Ibu Zander yang duduk di barisan depan untuk keluarga mempelai pria langsung berdiri. "Kalian mempermainkan kami?! Apa maksudnya ini?" sentaknya kecewa.
Selina hanya bisa menunduk sambil menghela napas berat. Tatapan dari semua tamu seolah tengah menghakiminya. Sampai-sampai dia tak berani mengangkat wajahnya untuk bertatapan dengan hadirin di sana.
Kemudian, Dian menghampiri Selina dan meraih tangannya untuk dibawa ke hadapan Nyonya Sabrina Castellvain. Selina sampai meringis karena lengannya dicengkram kasar oleh Dian.
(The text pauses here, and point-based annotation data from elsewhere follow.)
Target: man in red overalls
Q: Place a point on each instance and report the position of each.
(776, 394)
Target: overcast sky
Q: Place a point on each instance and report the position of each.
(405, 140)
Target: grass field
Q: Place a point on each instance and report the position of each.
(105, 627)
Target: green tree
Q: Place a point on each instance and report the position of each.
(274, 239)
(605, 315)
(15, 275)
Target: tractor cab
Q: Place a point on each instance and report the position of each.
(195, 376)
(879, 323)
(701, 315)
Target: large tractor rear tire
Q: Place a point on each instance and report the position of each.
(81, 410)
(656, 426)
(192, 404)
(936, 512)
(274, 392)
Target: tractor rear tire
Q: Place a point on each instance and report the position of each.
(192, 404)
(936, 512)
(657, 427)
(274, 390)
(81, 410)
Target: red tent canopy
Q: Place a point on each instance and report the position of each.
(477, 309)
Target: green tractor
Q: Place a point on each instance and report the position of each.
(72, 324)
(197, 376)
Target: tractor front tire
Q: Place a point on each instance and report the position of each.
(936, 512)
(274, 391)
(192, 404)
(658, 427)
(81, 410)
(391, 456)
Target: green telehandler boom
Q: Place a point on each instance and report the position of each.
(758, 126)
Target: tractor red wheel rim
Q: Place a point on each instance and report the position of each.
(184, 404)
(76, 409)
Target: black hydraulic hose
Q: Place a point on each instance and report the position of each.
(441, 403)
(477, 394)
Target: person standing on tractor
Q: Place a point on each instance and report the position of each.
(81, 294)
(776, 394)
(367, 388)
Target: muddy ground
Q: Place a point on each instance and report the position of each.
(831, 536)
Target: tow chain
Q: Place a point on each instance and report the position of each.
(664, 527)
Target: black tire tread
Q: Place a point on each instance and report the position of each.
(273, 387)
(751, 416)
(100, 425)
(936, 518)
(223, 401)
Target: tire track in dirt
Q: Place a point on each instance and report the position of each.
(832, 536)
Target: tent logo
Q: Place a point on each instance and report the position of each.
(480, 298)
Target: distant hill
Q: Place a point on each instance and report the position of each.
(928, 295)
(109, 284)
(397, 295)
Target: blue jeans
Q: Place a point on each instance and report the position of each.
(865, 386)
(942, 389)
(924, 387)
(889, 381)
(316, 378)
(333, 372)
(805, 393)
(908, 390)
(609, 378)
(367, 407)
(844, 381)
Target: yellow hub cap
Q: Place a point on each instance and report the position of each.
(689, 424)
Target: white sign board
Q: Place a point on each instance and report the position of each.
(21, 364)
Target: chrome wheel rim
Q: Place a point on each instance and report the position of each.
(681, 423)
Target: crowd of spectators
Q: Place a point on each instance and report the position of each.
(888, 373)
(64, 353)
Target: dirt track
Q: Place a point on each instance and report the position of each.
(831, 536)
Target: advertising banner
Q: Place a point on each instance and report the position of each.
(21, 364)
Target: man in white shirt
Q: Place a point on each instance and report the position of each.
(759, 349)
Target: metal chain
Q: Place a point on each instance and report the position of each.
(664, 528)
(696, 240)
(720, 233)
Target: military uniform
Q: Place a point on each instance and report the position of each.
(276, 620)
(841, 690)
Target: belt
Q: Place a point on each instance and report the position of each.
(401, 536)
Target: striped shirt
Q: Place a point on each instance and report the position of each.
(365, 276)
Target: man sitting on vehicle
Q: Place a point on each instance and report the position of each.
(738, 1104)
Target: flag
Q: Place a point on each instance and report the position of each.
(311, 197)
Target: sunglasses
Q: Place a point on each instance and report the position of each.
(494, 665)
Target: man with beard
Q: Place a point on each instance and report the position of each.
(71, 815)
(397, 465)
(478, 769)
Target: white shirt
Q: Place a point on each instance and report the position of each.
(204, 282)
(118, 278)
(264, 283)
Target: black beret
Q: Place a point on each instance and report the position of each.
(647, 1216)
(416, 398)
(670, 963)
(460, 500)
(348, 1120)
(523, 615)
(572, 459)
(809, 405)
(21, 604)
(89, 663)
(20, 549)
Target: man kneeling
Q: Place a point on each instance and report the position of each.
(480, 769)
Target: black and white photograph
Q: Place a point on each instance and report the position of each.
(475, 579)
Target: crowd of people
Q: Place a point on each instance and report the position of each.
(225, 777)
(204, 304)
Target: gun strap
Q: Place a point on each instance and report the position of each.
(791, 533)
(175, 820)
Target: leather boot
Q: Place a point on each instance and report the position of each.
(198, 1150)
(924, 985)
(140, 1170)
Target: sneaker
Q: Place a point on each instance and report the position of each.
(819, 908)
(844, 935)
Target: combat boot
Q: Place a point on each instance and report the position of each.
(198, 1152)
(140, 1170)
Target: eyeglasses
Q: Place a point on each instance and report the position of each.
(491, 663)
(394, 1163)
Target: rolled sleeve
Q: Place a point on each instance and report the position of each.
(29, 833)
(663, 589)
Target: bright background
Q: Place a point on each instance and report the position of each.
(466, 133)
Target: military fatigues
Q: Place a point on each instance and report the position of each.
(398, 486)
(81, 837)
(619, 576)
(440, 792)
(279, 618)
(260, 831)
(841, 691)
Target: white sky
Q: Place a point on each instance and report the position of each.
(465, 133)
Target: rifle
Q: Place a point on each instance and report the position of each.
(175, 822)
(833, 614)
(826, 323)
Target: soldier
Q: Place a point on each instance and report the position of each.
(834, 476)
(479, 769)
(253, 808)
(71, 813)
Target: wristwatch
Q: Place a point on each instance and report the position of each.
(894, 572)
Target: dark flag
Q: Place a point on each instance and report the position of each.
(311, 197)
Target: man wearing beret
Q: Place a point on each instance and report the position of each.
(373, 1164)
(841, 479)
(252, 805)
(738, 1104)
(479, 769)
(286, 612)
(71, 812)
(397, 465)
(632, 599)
Dengan menunjukkan wajah sedih yang dibuat-buat Dian mulai menjelaskan, "Ini putri pertama kami Nyonya. Menurut tradisi keluarga, tidak baik jika Adik melompati Kakaknya untuk pernikahan. Maka dari itu, kami mengusulkan putri pertama kami untuk pernikahan ini,” jelas Dian.
“Kalau begitu, kenapa tidak sejak lamaran kalian kenalkan dia? Kenapa baru sekarang kalian tiba-tiba menggantikan pengantin wanita dengan anak pertama? Kalian mencoba menipu kami, hah?” hardik Sabrina dengan mata bekilat marah.
Dian nampak gelagapan saat pertanyaan itu diajukan. Para tamu yang lain pun ikut mempertanyakan pergantian mempelai wanita. Suasana mendadak menjadi ricuh.
“Be-begini Nyonya, Putri kami ini kuliah di luar negeri. Dia baru pulang beberapa hari yang lalu. Makanya kami belum sempat memperkenalkan dia pada Anda,” kata Dian, berharap keluarga Castellvain menerima alasannya.
Zander memperhatikan punggung Selina. Dia belum menamatkan wajah pengganti ini karena keburu ditarik ke arah Sabrina.
"Siapa kamu sebenarnya?" tanya Zander dingin.
Selina tersentak dengan pertanyaan Zander. Lidahnya mendadak Kelu untuk sekedar menjawab pertanyaan yang begitu mudah itu. Dian sampai mencengkram lengannya lebih keras sambil memberikan isyarat agar Selina segera menjawab pertanyaan Zander.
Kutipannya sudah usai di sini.